NOAA Is Getting Dragged Down Into the Mud

NOAA Is Getting Dragged Down Into the Mud

There are ways to bring down agencies you don’t like without actually catapulting dramatically illegal executive orders at their walls. Various reports over the past few days, as well as sources inside and with knowledge of what’s going on, suggest that the National Oceanic and Atmospheric Administration’s work is being slowed to a crawl, whether in advance of a true dismantling or not.

On Sunday, the New York Times and others reported that NOAA staff were being told to find any grants or projects relating to climate change, among other things, sparking fears that all such work — critical, planet-saving sort of work — might be on the chopping block. Then others had news, since confirmed to Splinter by sources at NOAA, of severe restrictions regarding oversight of meetings and more, especially involving international collaboration.
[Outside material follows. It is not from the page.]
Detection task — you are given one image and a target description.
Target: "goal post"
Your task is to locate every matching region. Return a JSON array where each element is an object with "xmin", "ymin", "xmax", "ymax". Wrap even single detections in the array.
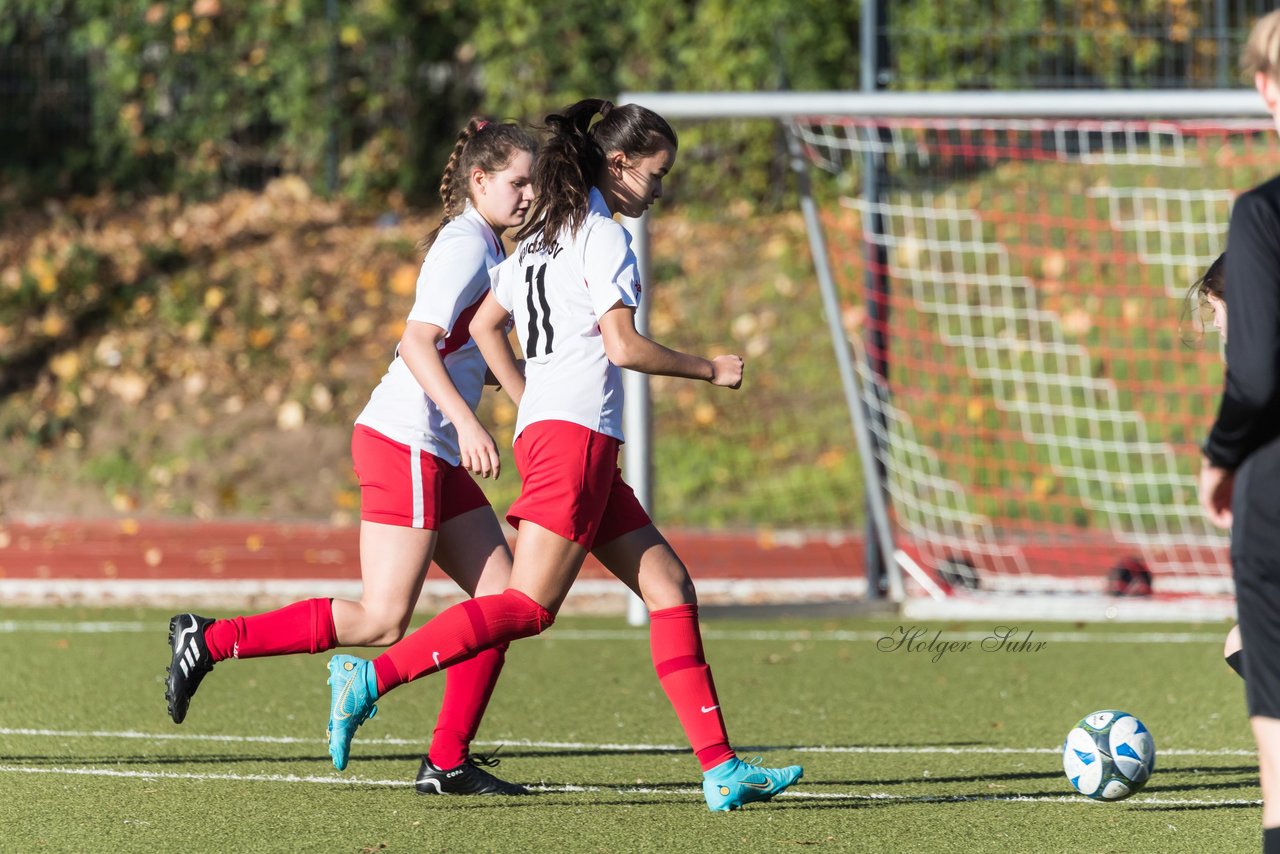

“A lot more of our work has to go through political appointees, especially international work,” one source at NOAA said, adding that they have been told to interpret the definition of international engagement “broadly.” The list of requests, apparently, will only be reviewed once a week. That will include work on climate modeling and more that goes into collaborations like the World Climate Research Programme, which underpins much of the international climate policy discussion that takes place.

A source at NOAA said there is a way to flag time-sensitive or unanticipated requests, but with only a small staff occasionally glancing at the pile of requests, “they are going to be overwhelmed.” Even if all the requests get approved, it will take time, putting off the science in general. “If they wanted to bureaucratically kill politically disfavored science this would be the ideal way to do it without a big attention-getting announcement.”

NOAA has also apparently just received word that they too need to alter charts, maps, and weather products to reflect Trump’s absurd Gulf of America obsession. “So that’ll be happening,” a source told Splinter. They are also attempting to comply with the various DEI-related indignities — as of this writing on Wednesday afternoon NOAA’s Scientific Integrity Policy page is down, because the policy dared to mention diversity. A source at NOAA says it will be put back up once various edits have been completed.

Meanwhile, another source inside NOAA said that the orders regarding climate science grants and projects were not necessarily widely circulated, and may have come from individual offices doing their best to comply with orders from on high. Multiple people said that the instructions coming down are almost entirely verbal at this point to avoid having anything damning in writing, making details unclear and hard to follow. And another source in a division that doesn’t necessarily deal directly with climate science said that “any new bullshit” hasn’t found its way there yet at all. The overall effect of a climate science purge, and a NOAA-wide slowdown on the ways science can get done, is that the whole agency will suffer — the National Weather Service, oceans and fisheries science, and plenty more even aside from the atmospheric and climate work. And who knows if or when the USAID-style purge will arrive and finish the job.

“Kind of weird that we’re expected to maintain business as usual,” one source said, “knowing that the illegal actions at other agencies could come hit us at any moment.”